Est-ce que la vraie vie ressemble à cette série d’épisodes ondulatoires et répétitives ? Est-ce que je serai un jour de mauvaise humeur et inaccessible, le lendemain à mon meilleur et charismatique et le jour suivant dans un état stationnaire ?  Parfois je me demande s’il faut simplement nager jusqu’au dessus de la plus grosse vague et tenter d’y rester.  Si j’ai une confiance absolue en cette vague et en l’océan, peut-être qu’avec de la persévérance et quelques exercices d’équilibre et de déséquilibre j’arriverai à me maintenir au point culminant.  Peut-être arriverai-je à sentir que j’aime les gens et à me sentir aimé en toute situation, en tout lieu.  Peut-être pourrai-je vivre indéfiniment chaque coup de foudre, chaque moment de paix intérieure et de tranquillité.  Est-il possible que je vive cette magie à chaque minute de ma vie, et qu’à tout instant la lumière soit plus forte que l’obscurité ?


Réponses

  1. L’obscurité n’existe pas … ce n’est qu’un mot pour déterminer l’absence de lumière!

    Tous sommes des êtres de lumière…
    Nous avons tous la capacité de briller à mille feux, il sufit de vouloir et d’y croire…
    (Pensée créative)

    Kissesssss
    Hercule

  2. Tes paroles sont très sages. Est-ce que tu as un blogue que je peux visiter ? Merci ! sache que chaque commentaire est un encouragement :)

  3. Oui j’ai un blogue que je co-administre…
    http://jepensedoncjesuis.wordpress.com

    Cela me fait plaisir que mes commentaires te puissent être un encouragement … Cela me réchauffe le coeur!

    Bonnes lectures et au plaisir de se rencontrer aux blogs … bonne et agréable journée ;-)

    With tendre love,
    Hercule xxx xxx xxx

  4. Tout dépend de la façon que l’on choisit de regarder sa propre vie.
    Le creux de la vague permet parfois de se ressourcer pour mieux remonter.
    Ne prenons pas ces creux comme des moments pénibles mais des moments où on doit entendre ce qui se passe en nous. Car c’est à ce moment là que notre inconscient fonctionne au mieux, il nous renvoie des messages qui nous dérangent peut être et font qu’on y est justement dans ce creux.
    Mais si nous ne les écoutons pas, on y retournera régulièrement.
    La vie nous ressert le même plat tant qu’on n’a pas compris, croyez moi, je suis une grande spécialiste des creux.
    Je suis depuis peu sur des vagues et je m’y maintiens de plus en plus facilement !
    C’est ça le vrai équilibre !
    Ce qui nous fait chavirer doit nous interpeller.
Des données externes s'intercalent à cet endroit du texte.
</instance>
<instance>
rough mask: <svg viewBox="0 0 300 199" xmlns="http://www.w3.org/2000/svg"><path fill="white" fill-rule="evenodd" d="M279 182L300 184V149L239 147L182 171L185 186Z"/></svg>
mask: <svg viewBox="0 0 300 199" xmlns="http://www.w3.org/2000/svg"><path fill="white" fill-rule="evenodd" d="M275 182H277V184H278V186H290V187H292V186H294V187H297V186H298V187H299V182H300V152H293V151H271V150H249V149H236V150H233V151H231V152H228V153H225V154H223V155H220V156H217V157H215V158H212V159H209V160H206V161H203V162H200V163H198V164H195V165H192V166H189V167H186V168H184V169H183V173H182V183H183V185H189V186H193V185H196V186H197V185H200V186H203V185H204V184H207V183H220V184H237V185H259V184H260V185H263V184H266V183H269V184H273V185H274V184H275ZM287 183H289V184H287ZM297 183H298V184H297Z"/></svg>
    Bonne chance dans vos réflexions !

    Pomme

  5. @pomme : Je commence à ressentir tout ça depuis quelques temps. Il faut vivre les creux avec détachement, tout en observant ce qu’il a à nous apprendre. J’aime ta philosophie de vie :)

  6. Esprit,

    Je n’ai pas une philosophie particulière, elle grandit avec moi, avec mes expériences, avec le temps que je mets pour comprendre aussi.
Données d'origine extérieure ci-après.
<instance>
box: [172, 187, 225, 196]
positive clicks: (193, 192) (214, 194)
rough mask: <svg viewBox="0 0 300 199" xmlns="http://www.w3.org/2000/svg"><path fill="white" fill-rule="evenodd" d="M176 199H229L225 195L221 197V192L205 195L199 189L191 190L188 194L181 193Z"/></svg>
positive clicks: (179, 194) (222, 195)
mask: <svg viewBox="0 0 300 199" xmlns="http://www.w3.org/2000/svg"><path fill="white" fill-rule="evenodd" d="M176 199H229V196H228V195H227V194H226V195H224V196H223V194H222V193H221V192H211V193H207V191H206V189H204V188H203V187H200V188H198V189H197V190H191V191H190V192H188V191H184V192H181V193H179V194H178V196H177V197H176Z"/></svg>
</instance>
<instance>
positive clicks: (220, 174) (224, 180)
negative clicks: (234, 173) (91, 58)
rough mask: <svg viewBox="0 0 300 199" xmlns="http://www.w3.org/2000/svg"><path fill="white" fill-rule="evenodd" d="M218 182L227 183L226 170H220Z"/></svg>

    Je pense avoir compris beaucoup de choses, je pense que j’ai encore beaucoup à apprendre.

    Je suis humble devant la vie, je suis humble devant les autres.
    Parce que j’aime la vie et j’aime les autres.
    Bon, ok, pas tous les autres, mais je crois qu’on a beaucoup à apprendre et qu’on apprend bien qu’en s’ouvrant au monde.

    Je ne crois pas que tout le monde soit beau et gentil, je me contente d’aimer ceux qui en valent la peine (pour moi) et d’ignorer ceux qui ne m’apportent rien par leur bêtise ou leur égoïsme, voire leur méchanceté.